Wellhealthorganic.Com: Unveiling the Power of Vitamin E Benefits and Nutritional Sources

It is a fat-soluble vitamin with strong antioxidant properties. Free radicals in the body that would otherwise harm cell membranes and brain cells are neutralized by vitamin E. A sufficient intake of this important vitamin raises immunity, guards against chronic illnesses including cancer and heart disease, and maintains healthy skin and eyes.

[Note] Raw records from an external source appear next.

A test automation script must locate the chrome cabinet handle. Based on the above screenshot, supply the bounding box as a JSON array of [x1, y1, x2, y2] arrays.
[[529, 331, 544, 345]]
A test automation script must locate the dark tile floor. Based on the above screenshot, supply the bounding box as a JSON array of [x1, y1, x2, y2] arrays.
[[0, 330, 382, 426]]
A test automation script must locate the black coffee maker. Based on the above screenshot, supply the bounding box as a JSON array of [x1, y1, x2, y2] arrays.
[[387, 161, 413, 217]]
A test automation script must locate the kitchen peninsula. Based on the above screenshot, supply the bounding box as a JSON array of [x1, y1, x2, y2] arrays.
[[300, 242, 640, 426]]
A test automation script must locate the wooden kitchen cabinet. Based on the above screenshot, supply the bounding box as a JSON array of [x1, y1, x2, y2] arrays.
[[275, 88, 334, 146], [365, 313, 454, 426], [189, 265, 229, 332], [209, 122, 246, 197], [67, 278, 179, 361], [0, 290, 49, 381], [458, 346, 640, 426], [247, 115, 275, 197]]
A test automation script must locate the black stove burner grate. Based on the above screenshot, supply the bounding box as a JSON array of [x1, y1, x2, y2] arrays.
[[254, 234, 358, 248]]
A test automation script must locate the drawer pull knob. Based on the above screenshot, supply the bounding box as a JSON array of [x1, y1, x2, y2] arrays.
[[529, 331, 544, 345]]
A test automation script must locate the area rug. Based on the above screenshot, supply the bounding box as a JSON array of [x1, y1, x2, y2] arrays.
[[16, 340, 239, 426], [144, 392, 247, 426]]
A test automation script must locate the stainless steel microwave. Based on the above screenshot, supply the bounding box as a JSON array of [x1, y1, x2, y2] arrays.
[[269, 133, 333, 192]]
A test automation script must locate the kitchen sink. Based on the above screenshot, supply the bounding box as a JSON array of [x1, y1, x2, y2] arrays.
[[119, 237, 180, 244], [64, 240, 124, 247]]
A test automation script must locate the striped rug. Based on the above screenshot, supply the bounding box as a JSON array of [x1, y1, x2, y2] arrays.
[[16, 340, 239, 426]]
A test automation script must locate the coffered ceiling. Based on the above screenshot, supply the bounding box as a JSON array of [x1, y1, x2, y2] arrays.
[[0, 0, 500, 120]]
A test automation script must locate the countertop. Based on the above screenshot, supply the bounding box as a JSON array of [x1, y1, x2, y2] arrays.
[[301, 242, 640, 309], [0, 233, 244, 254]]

Which Foods Contain Vitamin E in Abundance? Which Foods Are Rich in Vitamin E?


1. Sunflower Seeds:

(per 100 g = 35.17 mg) Snack on roasted and salted sunflower seeds or add to cakes and cookies while baking. You can also add them to yogurt, salads, parfaits, and oatmeal.

2. Almonds:

(per 100 g = 25.63 mg) Another great item for breakfast, they can also be added to baked goods and cereals. If you are vegan, you can add almond milk to your diet. Almonds are also a good source of protein.

3. Wheatgerm Oil:

(per 100 g = 20.32 mg) this oil obtained from the center of the wheat kernel is rich in vitamins A, B, and D, along with vitamin E.

4. Peanuts:

(per 100 g = 4.93 mg) avoid salted and flavored peanuts; go for plain roasted ones instead.

Read More: Wellhealthorganic.Com: 10 Life-Changing Benefits of Eating Roasted Gram!

5. Rice Husk Oil:

(per 100 g = 4.39 mg) this oil is extracted from the husk or rice husk, which is the hard outer brown layer. It has a high smoking point and mild flavor, so it is ideal for stir-fries and as an addition to soups and dressings.

6. Avocados:

(per 100 g = 2.07 mg) the best thing about avocados is that they contain little sugar and are full of healthy fats. You can also get a healthy dose of vitamin E from this delicious fruit. Drizzle of olive oil on toast and eat with sesame seeds or salad.

7. Spinach:

(per 100 g = 2.03 mg) Besides being a good source of vitamin E, this dark green leafy green is a powerhouse of nutrients, especially iron. Add tart spinach to soup or eat fresh in a salad.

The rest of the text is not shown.